Elle va y vivre pendant un an, et c'est cette année là, qu'on va vivre avec elle.

Ce n'est rien de dire que la nature est hostile, ici ; c'est plus qu'un euphémisme. C'est ça que j'ai eu hâte de quitter, et l'aspect documentaire animalier qui, en ce qui me concerne, ne m'a pas passionnée, et même ennuyée. Vous saurez tout des éléphants de mer, requins, baleines, goélands, souris... Ah oui, et du poulpe aussi. Que vous apprendrez à détester ! Car c'est à travers leur aspect rude, prolifique, sauvage, étrange, et même criminels qu'ils sont dépeints, le plus généralement. 

Cependant, le roman est très bien structuré.
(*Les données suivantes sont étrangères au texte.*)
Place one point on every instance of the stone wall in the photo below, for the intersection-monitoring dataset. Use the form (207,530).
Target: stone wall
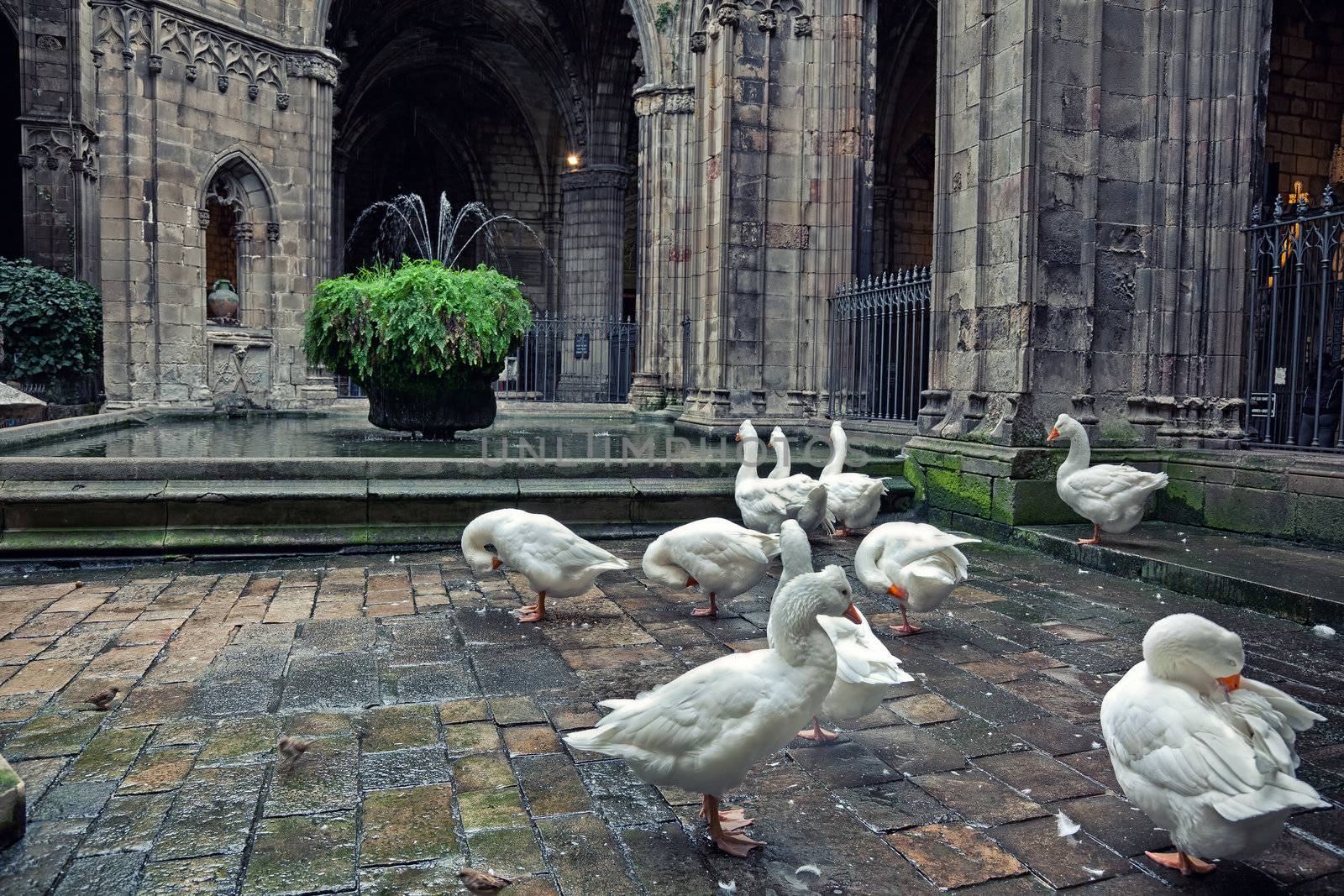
(1304,107)
(187,103)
Evoque dans sa maîtrise une Catherine Poulain, ou une Claudie Gallay. Mais j'y mets donc autant de réserves personnelles que pour ces deux auteurs-là : les univers sont trop hostiles, et franchement, vous n'avez qu'une envie, c'est de les quitter. En ce qui me concerne en tout cas.

C'est aussi pour cela que j'ai hésité à mettre un sourire (au lieu de pas du tout) en appréciation de ce roman, compte tenu de la hâte que j'avais de quitter cet univers. Je ne peux donc que reconnaître que le roman est bien fait, et c'est pour cela que j'ai opté pour le sourire finalement.

D'autant que ce tableau ne serait évidemment pas complet sans l'aspect humain de ce roman, qui est particulièrement intéressant, mais là encore.............. propre à ajouter à l'ambiance terrible de ce livre !

Elle vit donc sur ce rocher hostile, arride, froid, balayé par les vents, où marcher est déjà un danger, mais, elle n'y vit pas seule ! Elle y vit avec un petit groupe de biologistes, ils partagent donc l'austérité d'une maisonnette spartiate ; et évidemment ce qui va être très intéressant à suivre, à observer, ce sont les personnalités de chacun extrêmement bien campées avec sobriété et efficacité, un peu avec le minimalisme et la retenue d'une Claudie Gallay ou d'une Catherine Poulain justement ; et en tout cas, ce sont le même type de personnage, cabossés par la vie. Taiseux. Qui ont trouvé refugé ici, pour échapper à un deuil, sans qu'aucun n'accepte de se confier spontanément évidemment, tout cela est tû. Chacun vaque à ses occupations, il y a les liens entre certains qui sont donnés à voir par petites touches efficacement. Et évidemment, les chocs, les traumatismes, dont elle ne sera pas exempte, loin de là. Que je ne vous raconte pas, mais qui sont de l'ordre du pire. ! Quelques belles personnes, quelques beaux éclats humains, quand même, mais dans une vision de la vie et du monde quand même assez hostile. 

Le roman est aussi intéressant du point de vue de la photographie, de la réflexion sur l'acte de photographier.

Et même si la fin laisse espérer la lumière, la construction de soi, l'acceptation de l'avenir, et dit la victoire, quand on sait d'où elle vient, on pense avec amertume à la maxime qui semble sous-tendre la pensée de la narratrice : les choses belles naissent du mal... Mouai, pas très optimiste, tout ça... 

Cela dit, c'est une prouesse assez réussie que ce livre.

Merci à Delph de m'avoir permis de le lire :))

Bibliothèque d'Evran.

. Farallon Islands, Abby Geni, éd. Actes Sud. Publié aux EU en 2016, 2017 pour la traduction française.